Applying the principle of overload, there are 2 levels by which adaptation occurs in the body.

  1. CNS level. The neurological changes happen. This is when the CNS is stimulated to recruit and engage the muscles.
  2. Muscle level. Morphological changes. This is when the change in the muscle itself occurs.

Resistance training

How much?

According to studies, the optimum rep range for strength gain is 1-8 reps with 100% to 70% of your 1 RM (Rep Max); heavy enough that you should be struggling for your last rep with good form and without using momentum. This much weight and rep range stimulates myofibrillar hypertrophy. Myofibrillar hypertrophy is the growth of the contractile parts of the muscle which means strengthening the muscle fiber itself. If you’re a beginner, focus on your form first before actually lifting heavy.

Rest and Recovery

Since heavier resistance is applied, it is recommended to rest a muscle group for 2-3 days after workout. It is during this rest period that the muscles repair and grow stronger.

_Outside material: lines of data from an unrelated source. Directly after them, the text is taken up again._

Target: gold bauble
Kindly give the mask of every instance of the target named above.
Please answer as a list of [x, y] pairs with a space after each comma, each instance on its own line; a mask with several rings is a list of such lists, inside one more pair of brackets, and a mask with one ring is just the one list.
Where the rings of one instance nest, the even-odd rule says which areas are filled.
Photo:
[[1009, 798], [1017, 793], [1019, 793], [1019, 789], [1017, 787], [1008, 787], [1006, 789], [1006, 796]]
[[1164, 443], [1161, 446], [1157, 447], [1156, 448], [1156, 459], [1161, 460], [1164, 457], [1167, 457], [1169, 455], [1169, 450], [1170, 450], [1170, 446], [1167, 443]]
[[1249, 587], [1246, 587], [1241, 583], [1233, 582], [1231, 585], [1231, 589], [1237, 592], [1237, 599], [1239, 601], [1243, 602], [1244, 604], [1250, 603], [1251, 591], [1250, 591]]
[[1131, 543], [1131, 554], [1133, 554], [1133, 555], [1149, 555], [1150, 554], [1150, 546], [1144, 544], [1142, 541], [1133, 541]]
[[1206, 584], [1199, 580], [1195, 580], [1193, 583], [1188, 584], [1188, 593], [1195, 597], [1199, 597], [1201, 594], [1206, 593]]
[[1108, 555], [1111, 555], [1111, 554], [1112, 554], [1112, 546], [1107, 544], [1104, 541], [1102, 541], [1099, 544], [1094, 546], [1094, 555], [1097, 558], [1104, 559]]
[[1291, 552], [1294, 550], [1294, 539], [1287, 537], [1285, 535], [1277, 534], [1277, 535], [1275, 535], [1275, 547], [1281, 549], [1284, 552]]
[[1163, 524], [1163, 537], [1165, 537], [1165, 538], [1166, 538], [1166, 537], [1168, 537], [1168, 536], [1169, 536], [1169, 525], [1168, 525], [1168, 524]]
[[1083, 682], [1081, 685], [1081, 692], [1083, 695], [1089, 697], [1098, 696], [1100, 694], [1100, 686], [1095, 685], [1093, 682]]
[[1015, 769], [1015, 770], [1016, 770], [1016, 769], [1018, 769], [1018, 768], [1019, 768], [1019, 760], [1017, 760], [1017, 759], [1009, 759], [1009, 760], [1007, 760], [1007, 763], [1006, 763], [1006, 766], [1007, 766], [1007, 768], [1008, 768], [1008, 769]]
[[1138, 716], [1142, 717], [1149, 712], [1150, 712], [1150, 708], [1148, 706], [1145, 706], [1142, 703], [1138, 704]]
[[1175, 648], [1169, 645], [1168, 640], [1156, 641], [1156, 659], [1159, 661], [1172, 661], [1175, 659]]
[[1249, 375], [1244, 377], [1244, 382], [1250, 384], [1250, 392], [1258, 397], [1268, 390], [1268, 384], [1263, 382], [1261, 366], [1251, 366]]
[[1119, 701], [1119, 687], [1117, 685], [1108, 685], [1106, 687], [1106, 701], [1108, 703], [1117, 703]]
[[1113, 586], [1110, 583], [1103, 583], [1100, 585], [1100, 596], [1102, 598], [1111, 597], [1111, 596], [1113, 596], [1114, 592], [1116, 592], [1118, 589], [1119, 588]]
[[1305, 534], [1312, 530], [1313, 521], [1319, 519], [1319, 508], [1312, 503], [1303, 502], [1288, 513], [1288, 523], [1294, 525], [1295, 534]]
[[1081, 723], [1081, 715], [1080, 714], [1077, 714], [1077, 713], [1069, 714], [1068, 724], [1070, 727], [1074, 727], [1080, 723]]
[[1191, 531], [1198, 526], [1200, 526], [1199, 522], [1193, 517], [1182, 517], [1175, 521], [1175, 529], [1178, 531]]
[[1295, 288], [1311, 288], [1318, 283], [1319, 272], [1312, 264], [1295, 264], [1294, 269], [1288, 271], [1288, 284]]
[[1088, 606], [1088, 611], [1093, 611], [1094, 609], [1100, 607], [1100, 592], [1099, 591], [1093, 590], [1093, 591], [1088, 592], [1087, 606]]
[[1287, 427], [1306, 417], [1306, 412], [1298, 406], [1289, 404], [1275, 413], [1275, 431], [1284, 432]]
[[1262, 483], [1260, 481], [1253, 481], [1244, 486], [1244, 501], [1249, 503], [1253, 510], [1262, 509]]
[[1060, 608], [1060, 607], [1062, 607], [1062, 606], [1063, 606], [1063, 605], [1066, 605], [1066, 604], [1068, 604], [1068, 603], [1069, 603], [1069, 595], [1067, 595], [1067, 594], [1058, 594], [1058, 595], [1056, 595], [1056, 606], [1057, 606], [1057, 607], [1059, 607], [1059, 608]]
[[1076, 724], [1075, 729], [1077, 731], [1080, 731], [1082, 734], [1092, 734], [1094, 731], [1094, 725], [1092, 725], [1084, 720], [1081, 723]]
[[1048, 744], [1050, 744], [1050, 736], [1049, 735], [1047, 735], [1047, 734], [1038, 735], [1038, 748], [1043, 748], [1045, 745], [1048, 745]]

This is the stage where you no longer adapt and change. In order to get past this stage, you have to surprise the body with the load you give it. Try to change your routine after a few months or reverse the order of exercises you do in a day. You may also want to introduce a substitute exercise, like for example using dumbbells for your Woodchop rather than cable.


Having a well-balanced diet will not only make you feel better after a tiring workout but it will also aid in fast healing and recovery. A good nutritional status will also help in the training process. Remember that energy comes from food and a sustained amount of energy is required for you to maximize your training session. Poor nutrition will result to poor training and thereby poor results.